Q: I have a parent who does not like to fly and is looking for a fast, inexpensive way to Europe (final destination Austria). The only thing I found was the QE2 to England, which takes six days and costs about $3,000 per person one way, followed by a 25- hour train ride. Is there another way?

Christopher Tacinelli

Alexandria

A: I don't think you'll find anything faster than the six-day crossing offered by the QE2. For a single occupancy cabin, you will pay about $2,850, including port charges. That price also includes air fare home from London, but there is no credit for not taking the flight. If your parent travels with another person, the fare goes as low as $1,353 per person based on double occupancy and includes air fare back to North America.

There are freighters that take passengers on transatlantic journeys, but these trips are usually slow. A typical crossing takes about 10 days, although you can find ships that make it in eight. A good source for freighter travel is Freighter World Cruises (1-800-531-7774, www. freighterworld.com), a travel agency that represents 15 shipping lines. Among the transatlantic voyages it is currently advertising is an eight-day crossing between New York and Antwerp, Belgium, for about $826 per person on the MOL Europe. The trade-off is a slightly longer voyage on a freighter ship instead of a cruise line in exchange for a destination much closer to Austria and a cheaper price.

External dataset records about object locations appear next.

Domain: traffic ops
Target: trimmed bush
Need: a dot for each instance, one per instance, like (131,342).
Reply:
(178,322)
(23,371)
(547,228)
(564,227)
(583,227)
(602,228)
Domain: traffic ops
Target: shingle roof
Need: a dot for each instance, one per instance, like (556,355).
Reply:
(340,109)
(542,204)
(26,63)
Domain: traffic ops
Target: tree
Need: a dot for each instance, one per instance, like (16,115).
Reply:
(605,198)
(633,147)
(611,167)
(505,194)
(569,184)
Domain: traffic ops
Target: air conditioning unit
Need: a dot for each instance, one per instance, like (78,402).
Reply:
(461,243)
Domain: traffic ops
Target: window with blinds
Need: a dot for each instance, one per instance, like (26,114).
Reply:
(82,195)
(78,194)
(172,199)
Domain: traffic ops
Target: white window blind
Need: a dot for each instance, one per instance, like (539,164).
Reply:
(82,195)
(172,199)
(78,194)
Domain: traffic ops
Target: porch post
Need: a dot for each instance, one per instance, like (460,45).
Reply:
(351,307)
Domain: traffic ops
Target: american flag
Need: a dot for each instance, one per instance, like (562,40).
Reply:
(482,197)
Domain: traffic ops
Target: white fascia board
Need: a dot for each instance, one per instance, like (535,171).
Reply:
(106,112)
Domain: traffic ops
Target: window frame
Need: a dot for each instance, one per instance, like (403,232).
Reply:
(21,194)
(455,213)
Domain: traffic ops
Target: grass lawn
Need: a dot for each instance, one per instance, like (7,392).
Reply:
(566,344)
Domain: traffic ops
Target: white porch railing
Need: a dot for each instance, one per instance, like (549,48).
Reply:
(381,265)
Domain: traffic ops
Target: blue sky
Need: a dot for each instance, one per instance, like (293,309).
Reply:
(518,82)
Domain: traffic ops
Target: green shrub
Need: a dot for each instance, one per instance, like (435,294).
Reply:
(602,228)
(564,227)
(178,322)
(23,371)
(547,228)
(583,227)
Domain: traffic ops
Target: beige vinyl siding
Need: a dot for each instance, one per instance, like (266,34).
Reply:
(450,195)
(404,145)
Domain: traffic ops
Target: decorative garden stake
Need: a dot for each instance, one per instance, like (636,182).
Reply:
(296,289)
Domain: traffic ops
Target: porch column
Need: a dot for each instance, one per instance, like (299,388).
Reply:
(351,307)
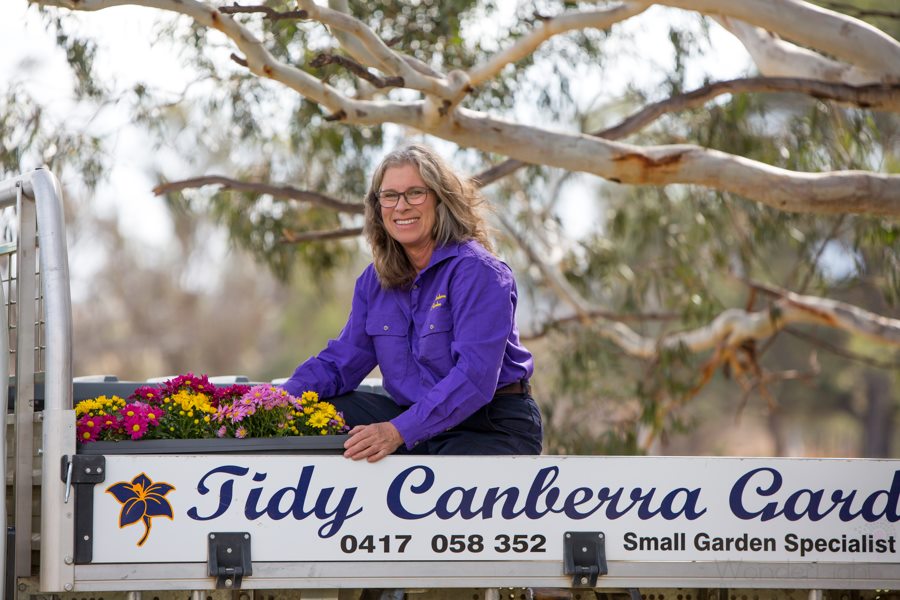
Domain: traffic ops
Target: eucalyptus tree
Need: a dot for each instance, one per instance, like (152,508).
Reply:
(729,214)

Another good source of information is Ford's Freighter Guide, published twice a year, which does a good job of listing passenger-carrying freighter line choices. To order, send a check for $15.95 to Ford's Travel Guides, 19448 Londelius St., Northridge, Calif. 91324.

Postscript

We don't know whether to put this in the category of divine providence or, more likely, dumb coincidence, but Camp Rim Rock in Yellow Springs, W. Va., which we mentioned as offering a great girls' program, but, boo-hoo, no family camp (Travel Q&A, July 11), sent this letter a week later to camper families: "For years we've been told by Rim Rock parents that they want to be campers too. We've been listening to your requests and are pleased to offer your entire family the opportunity to experience the tradition of Rim Rock at our first family camp." The long weekend camp, Sept. 4-6, costs $100 per person. Information: 1-800-662-4650.

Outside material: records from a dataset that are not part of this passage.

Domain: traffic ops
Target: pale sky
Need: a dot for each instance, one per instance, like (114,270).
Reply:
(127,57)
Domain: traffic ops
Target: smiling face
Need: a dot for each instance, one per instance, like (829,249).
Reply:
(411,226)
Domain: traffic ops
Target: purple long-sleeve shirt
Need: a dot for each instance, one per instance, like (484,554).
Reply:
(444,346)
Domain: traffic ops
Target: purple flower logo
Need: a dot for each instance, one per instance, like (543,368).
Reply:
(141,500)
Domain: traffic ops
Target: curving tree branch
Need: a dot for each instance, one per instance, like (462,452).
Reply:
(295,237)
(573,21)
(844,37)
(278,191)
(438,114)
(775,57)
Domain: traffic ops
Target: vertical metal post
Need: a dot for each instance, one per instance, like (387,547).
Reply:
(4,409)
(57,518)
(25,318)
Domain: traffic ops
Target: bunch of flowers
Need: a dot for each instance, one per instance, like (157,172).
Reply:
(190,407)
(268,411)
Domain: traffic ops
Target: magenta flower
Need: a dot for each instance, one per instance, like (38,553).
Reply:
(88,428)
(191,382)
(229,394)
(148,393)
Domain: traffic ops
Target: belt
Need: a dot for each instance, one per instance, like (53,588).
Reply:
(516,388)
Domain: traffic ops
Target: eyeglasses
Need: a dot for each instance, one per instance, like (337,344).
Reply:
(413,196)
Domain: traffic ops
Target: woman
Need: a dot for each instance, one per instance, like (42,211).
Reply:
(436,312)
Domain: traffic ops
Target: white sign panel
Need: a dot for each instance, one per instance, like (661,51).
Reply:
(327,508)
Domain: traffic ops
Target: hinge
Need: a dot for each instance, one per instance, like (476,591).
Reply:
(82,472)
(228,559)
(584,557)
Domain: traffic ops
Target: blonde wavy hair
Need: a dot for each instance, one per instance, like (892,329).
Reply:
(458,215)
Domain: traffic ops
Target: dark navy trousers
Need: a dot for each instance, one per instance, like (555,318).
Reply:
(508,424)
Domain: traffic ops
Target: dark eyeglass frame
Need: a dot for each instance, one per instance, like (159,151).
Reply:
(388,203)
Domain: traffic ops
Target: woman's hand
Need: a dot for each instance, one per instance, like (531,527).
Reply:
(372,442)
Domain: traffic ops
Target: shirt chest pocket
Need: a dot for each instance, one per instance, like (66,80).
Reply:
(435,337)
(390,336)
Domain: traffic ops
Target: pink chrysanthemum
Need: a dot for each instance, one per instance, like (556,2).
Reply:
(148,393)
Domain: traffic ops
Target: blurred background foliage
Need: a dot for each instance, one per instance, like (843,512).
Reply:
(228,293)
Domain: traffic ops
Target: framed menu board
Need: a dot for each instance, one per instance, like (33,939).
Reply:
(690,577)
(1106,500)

Julie Baum of Potomac and Marty Taylor of Washington both had more ideas on obtaining cheap fares home for students going to school in the West (Travel Q&A, July 18). Baum, who has one son at USC and another at Stanford, said she follows the air fares "religiously" on www.bestfares.com. Among her picks: United College Plus fares (www.collegeplus.com), which she described as costing "a bit more than the others, but also includes discount coupons"; AirTran's X-Fares for young adults; assorted credit card-airline partnership student deals, including those between American and Citibank (www.citibank.com/us/cards) and American Express and Continental (1-800-582-5823). Baum and Taylor are both partial to TWA's Youth Travel Pak (1-800-221-2000, www.twa. com), a pre-paid coupon book system good for anyone age 14 to 24; buy four coupons for $548 plus tax and get four one-way tickets to destinations in the continental United States, Toronto, and several Caribbean islands.